On one of the bright sunny mornings we had early in January, I decided to walk out through the castle park and down to the canal at Belan Locks, and then take the canal towpath back to Morrison’s, where I could pick up my daily paper. It was a cold morning, but the air was as clear as crystal, and resident birds are already beginning to sing by January. Robins of course sing all the year round, and they were loud and insistent in the defence of their winter territories.
A delightfully musical twittering as I rounded the corner of a coppice turned out to be goldfinches, reflecting brightly in the sun. A pair of bullfinches sped away along the hedge as I neared the stile between two fields, the male an astonishingly bright deep pink in the chest, and both with their trademark chubbiness, dark wings and bright white on the wings and above the tail as they flew. I reached the locks and was met by a grey wagtail, the longest-tailed of our wagtails, constantly wagging of course. The name “grey” seems inappropriate in the summer, when the colours that dominate are its black throat and bright yellow underparts, but they do come across as rather duller and greyer in winter.
A flash of white glimpsed across the hedgerow as I began to walk the towpath turned out to be a couple of little egrets, which really are a dazzling white, especially on a morning like this one. Little egrets are increasingly common in these parts, much smaller than grey herons, and distinguished by their long thin black bills, and their legs which, rather charmingly, are black but with yellow feet. Last winter I often encountered a great white egret along this section of canal - this is about the same size as a grey heron.
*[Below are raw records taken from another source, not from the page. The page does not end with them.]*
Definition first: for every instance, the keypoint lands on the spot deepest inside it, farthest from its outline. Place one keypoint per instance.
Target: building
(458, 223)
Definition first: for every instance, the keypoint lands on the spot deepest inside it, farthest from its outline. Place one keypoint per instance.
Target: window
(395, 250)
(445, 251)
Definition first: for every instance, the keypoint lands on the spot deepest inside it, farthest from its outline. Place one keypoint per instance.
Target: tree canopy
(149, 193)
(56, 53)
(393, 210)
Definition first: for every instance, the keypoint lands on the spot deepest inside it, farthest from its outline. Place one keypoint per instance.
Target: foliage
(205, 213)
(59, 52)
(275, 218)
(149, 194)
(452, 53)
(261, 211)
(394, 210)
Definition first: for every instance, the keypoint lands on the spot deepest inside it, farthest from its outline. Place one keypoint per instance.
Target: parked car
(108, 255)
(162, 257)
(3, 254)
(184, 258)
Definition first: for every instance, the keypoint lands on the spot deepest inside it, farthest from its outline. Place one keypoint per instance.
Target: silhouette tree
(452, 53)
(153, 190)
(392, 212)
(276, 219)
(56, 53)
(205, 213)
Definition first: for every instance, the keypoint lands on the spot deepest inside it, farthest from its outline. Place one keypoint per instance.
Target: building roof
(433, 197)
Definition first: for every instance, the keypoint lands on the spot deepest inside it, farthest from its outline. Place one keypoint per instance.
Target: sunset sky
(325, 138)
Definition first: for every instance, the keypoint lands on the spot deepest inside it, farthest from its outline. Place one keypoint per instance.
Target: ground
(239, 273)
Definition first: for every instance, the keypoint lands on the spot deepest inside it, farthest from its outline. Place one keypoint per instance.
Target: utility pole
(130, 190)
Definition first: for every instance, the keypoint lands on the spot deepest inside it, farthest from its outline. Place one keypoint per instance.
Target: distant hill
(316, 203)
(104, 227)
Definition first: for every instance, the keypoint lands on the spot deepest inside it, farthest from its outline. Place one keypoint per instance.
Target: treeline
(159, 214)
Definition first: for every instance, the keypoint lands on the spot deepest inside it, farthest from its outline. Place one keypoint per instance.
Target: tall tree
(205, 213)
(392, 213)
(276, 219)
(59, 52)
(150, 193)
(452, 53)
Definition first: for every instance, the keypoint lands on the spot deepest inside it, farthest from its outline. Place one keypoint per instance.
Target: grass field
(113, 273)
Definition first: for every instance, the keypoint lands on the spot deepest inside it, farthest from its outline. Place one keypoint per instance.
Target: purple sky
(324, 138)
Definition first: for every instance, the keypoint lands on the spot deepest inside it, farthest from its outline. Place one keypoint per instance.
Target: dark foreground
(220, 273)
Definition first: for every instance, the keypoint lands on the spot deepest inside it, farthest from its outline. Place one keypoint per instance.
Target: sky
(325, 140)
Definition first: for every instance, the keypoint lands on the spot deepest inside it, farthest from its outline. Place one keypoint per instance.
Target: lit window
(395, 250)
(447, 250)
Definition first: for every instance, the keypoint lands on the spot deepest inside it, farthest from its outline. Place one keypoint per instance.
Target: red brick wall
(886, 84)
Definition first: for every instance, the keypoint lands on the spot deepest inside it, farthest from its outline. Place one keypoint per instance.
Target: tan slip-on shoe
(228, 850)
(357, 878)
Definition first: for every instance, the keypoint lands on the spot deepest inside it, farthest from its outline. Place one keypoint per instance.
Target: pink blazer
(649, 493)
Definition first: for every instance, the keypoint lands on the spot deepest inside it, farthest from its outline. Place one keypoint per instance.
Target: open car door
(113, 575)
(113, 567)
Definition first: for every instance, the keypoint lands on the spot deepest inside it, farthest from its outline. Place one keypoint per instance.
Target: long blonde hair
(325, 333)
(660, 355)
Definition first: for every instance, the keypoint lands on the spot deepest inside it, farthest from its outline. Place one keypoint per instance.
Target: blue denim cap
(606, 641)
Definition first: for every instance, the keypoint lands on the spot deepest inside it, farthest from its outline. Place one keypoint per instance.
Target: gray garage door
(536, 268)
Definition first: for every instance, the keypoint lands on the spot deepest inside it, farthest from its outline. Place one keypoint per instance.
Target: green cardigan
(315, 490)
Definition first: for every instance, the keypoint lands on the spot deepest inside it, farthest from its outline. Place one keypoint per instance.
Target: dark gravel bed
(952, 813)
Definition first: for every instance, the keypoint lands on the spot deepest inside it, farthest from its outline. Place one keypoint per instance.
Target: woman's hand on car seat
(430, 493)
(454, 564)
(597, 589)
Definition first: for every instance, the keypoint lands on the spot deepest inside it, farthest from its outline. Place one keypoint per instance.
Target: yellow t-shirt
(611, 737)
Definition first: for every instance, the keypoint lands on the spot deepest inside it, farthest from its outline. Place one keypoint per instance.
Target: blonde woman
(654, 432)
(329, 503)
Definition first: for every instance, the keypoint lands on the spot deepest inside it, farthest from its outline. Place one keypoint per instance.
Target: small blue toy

Not today though.
A wren fizzed across the canal and vanished into the reeds on the other side. I haven’t seen as many of these on winter walks this year as I did last winter, but they find the reeds and hedges along the canal a useful source of insect food. Magpies and jackdaws were squabbling in a nearby field, and blue tits and house sparrows danced through hedgerow trees. A small and very agile group of little birds as I drew closer to Welshpool turned out to be lesser redpolls, little finches that are almost as acrobatic as tits.
But then the bird that absolutely made my day: a kingfisher, perched on a small branch on the opposite side of the canal, like a brightly multicoloured jewel in the sun. The blue of a kingfisher is iridescent: in ordinary light it’s slatey and dull, but the sun turns it into something else completely. It was quite still, and I watched it for maybe two or three minutes, not daring even to raise my binoculars. Then two young mums with pushchairs came chatting along the pavement on the road side, and the kingfisher was off, a glowing arrow of blue. Sadly, I don’t suppose they even noticed.